Major flooding occurred on the Trinity River in the years 1844, 1866, 1871, and 1890, but a major event in the spring of 1908 set in motion the harnessing of the river. On 26 May 1908, the Trinity River reached a depth of and a width of. Five people died, 4,000 were left homeless, and property damages were estimated at $2.5 million.
Dallas was without power for three days, all telephone and telegraph service was down, and rail service was canceled. The only way to reach Oak Cliff was by boat. West Dallas was hit harder than any other part of the city—the Dallas Times Herald said "indescribable suffering" plagued the area. Much to the horror of residents, thousands of livestock drowned in the flood and some became lodged in the tops of trees—the stench of their decay hung over the city as the water subsided.

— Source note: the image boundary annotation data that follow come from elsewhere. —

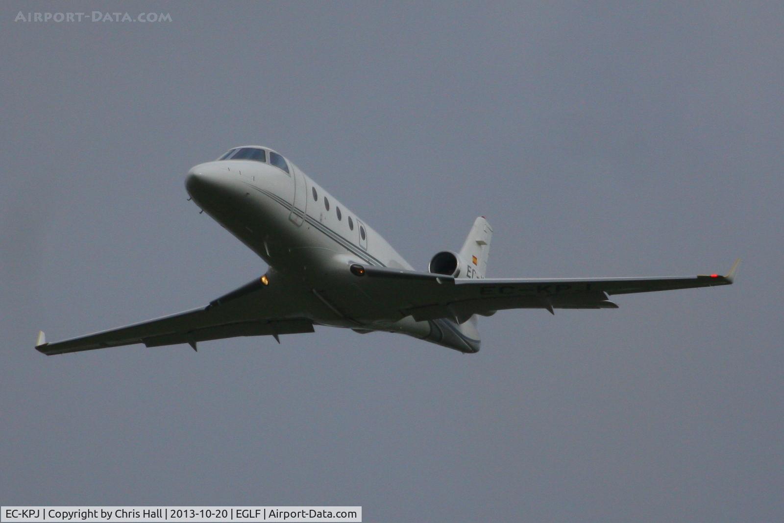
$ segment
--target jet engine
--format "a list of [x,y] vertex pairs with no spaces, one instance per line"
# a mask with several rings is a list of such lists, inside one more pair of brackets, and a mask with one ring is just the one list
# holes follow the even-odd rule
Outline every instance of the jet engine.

After the disastrous flood, the city wanted to find a way to control the reckless Trinity and to build a bridge linking Oak Cliff and Dallas. The immediate reaction was citizens and the city clamoring to build an indestructible, all-weather crossing over the Trinity. This had already been tried following the 1890 flood—the result was the "Long Wooden Bridge" that connected Jefferson Boulevard in Oak Cliff and Cadiz in Dallas, but the resulting unstable bridge was easily washed away by the 1908 flood. George B. Dealey, publisher of the Dallas Morning News, proposed a concrete bridge based on a bridge crossing the Missouri River in Kansas City. Ultimately a US$650,000 bond election was approved and in 1912, the Oak Cliff viaduct was opened among festivities drawing 58,000 spectators. The bridge, at the time, was the longest concrete structure in the world.
In May 2015, the Dallas-Fort Worth Airport received a record-shattering 16.96 inches of rainfall, in a month that obliterated heavy-rainfall records virtually throughout the Southern Plains. Strangely enough, a very hot, dry summer followed, resulting in some parts of Texas returning to abnormally dry conditions as early as July 2015, soon after the record May rains erased years-long drought conditions over the area.

El Niño–Southern Oscillation

The El Niño–Southern Oscillation determines for the most part what the winter and spring months are like in Dallas. During the warm phase, winter and spring are colder and receive more snow than usual. Under the cold phase, winter and spring are warmer and receive less snow.